C’est également sur la foi de noms d’agents du KGB et du GRU opérant en France transmis par « Farewell » que l’Elysée prendra la décision de renvoyer en URSS 47 « diplomates », alors en poste à Paris, après la découverte de l’interception, par les services soviétiques, des messages échangés entre le Quai d’Orsay et la l’ambassade de France à Moscou.

Au total, le colonel Vetrov a fourni près de 3.000 pages de documents sensibles et aurait livré les noms de 250 agents spécialisés dans le renseignement scientifique et industriel ainsi que ceux de 170 espions du KGB et du GRU, ce qui a contribué à faire tomber des réseaux d’espionnage ou à monter des opérations d’intoxication.

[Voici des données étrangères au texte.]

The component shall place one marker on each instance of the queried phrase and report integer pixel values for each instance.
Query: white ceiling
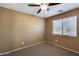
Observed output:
(54, 10)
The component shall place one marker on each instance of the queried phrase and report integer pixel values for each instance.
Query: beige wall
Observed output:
(16, 27)
(69, 42)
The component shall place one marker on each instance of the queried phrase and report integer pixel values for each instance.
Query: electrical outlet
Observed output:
(22, 43)
(56, 40)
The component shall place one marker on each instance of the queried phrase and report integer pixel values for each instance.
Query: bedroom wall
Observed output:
(17, 28)
(65, 41)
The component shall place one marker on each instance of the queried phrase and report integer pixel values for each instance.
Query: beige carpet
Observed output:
(43, 49)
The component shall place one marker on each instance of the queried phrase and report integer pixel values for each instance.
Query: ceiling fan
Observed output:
(43, 6)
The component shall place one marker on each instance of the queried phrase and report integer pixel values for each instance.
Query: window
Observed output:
(66, 26)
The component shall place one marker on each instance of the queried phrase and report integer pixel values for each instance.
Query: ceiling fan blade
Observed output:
(39, 11)
(52, 4)
(33, 5)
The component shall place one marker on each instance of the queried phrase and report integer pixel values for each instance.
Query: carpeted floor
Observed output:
(43, 49)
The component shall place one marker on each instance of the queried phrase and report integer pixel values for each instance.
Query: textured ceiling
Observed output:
(54, 10)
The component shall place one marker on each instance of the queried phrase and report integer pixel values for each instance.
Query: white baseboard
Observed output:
(20, 48)
(63, 47)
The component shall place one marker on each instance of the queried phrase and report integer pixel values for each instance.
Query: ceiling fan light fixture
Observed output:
(44, 6)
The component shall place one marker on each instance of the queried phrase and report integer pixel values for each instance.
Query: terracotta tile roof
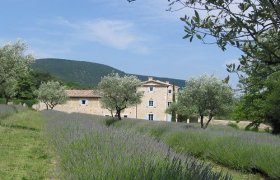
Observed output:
(82, 93)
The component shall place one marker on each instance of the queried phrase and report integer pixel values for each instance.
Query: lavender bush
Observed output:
(6, 110)
(88, 149)
(242, 150)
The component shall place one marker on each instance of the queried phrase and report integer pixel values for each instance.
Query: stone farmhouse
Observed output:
(156, 98)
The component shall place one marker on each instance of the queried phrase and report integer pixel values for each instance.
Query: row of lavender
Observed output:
(88, 149)
(6, 110)
(238, 149)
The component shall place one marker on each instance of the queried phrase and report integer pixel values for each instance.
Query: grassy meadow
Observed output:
(56, 145)
(23, 150)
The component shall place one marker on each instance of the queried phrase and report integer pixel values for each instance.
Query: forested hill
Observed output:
(85, 73)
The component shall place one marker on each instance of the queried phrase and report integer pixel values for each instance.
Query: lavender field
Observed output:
(137, 148)
(88, 149)
(6, 110)
(246, 151)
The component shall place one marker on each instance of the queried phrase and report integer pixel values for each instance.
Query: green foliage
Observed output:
(119, 93)
(8, 89)
(252, 27)
(51, 93)
(272, 102)
(233, 125)
(204, 96)
(86, 74)
(14, 65)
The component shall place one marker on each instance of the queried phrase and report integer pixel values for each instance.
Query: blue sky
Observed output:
(139, 37)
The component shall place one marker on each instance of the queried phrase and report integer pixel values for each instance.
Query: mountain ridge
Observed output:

La collaboration entre Farewell et la DST va cesser brutalement. Menant une double vie, l’officier du KGB est arrêté après avoir tenté de poignarder sa maîtresse, en 1982. Mais ce n’est que plus tard que sa liaison avec les services français est découverte. Et la sanction pour cette trahison est sans pitié : le colonel Vetrov, alias « Farewell », est exécuté à la prison du KGB de Lefortnovo quelques mois plus tard.

A signaler : La sortie du film « Démineurs » de Kathryn Bigelow, dont le sujet porte sur les équipes de déminage de l’armée américaine en Irak. Selon la réalisatrice, ce long métrage « pose le problème de cette singulière attirance pour le combat » et il est « une étude sur l’héroïsme contemporain et la masculinité aujourd’hui », peut-on lire dans le Figaro, daté du 23 septembre.